Variable vibration control knob (3) is connected to the rheostat. The rheostat controls the hydraulic system for the drum vibration. The rheostat will vary the amperage to the control valve on the vibratory pump.
"P1" and "P2" ramp time potentiometers (5) and (7) control the amount of time so that the pump control can receive the correct amount of amperage. The ramp time potentiometers allow the amperage to increase from zero to the maximum amperage in two seconds.
Place the vibratory amplitude control (2) in the LOW AMPLITUDE position and turn the variable vibration control knob (3) to a full counterclockwise position. The position enables the "P5" potentiometer (6) to control the amperage to the pump control. The position enables the "P5" potentiometer (6) to maintain the lower limit of vibration per minute (VPM) at 1400 ± 50 VPM.

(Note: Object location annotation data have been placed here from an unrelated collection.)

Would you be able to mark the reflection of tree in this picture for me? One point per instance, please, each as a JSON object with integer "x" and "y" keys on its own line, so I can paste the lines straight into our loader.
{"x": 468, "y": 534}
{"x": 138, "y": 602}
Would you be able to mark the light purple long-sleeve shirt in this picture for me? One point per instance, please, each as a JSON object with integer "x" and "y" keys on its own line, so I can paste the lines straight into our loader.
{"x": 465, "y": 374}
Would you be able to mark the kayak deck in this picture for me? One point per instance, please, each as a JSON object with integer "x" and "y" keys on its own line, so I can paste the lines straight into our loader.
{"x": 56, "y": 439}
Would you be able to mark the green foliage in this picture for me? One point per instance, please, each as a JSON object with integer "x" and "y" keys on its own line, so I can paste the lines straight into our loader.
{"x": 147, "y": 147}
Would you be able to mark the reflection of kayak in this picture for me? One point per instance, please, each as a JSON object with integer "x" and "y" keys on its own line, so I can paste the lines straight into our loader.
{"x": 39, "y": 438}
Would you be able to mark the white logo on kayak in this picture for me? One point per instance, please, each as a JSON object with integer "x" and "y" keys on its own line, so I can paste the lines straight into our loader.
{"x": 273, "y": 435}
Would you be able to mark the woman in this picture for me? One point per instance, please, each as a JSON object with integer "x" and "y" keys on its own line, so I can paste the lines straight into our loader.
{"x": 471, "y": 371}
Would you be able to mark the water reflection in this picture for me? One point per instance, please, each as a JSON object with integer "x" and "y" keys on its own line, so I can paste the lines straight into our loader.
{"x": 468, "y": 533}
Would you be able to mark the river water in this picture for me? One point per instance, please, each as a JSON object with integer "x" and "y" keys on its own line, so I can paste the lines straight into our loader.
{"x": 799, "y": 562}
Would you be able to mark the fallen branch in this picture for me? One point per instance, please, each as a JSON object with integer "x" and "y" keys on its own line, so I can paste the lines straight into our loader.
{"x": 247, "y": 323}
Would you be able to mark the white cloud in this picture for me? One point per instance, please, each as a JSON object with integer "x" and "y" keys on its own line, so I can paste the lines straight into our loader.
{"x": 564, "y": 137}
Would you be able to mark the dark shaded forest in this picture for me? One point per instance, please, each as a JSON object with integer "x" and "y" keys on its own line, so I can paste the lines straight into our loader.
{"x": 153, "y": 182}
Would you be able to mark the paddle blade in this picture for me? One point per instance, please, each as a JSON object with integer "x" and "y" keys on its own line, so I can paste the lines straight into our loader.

The nominal amperage for the "P5" low amplitude-minimum frequency potentiometer (6) is 450 mA.
Place the vibratory amplitude control (2) in the HIGH AMPLITUDE position and turn the variable vibration control knob (3) to a full counterclockwise position. The position enables the "P6" potentiometer (8) to control the amperage to the pump control. The position enables the "P6" potentiometer (8) to maintain the lower limit of vibration per minute (VPM) at 1400 ± 50 VPM.
The nominal amperage for the "P6" high amplitude-minimum frequency potentiometer (8) is 450 mA.
Place the vibratory amplitude control (2) in the LOW AMPLITUDE position and turn the variable vibration control knob (3) to a full clockwise position. The position enables the "P3" potentiometer (9) to control the amperage to the pump control. The position enables the "P3" potentiometer (9) to maintain the upper limit of vibration per minute (VPM) at 1965 ± 50 VPM.
The nominal amperage for the "P3" low amplitude-maximum frequency potentiometer (9) is 520 mA.
Place the vibratory amplitude control (2) in the HIGH AMPLITUDE position and turn the variable vibration control knob (3) to a full clockwise position. The position enables the "P4" potentiometer (10) to control the amperage to the pump control. The position enables the "P4" potentiometer (10) to maintain the upper limit of vibration per minute (VPM) at 1965 ± 50 VPM.
The nominal amperage for the "P4" high amplitude-maximum frequency potentiometer (10) is 520 mA.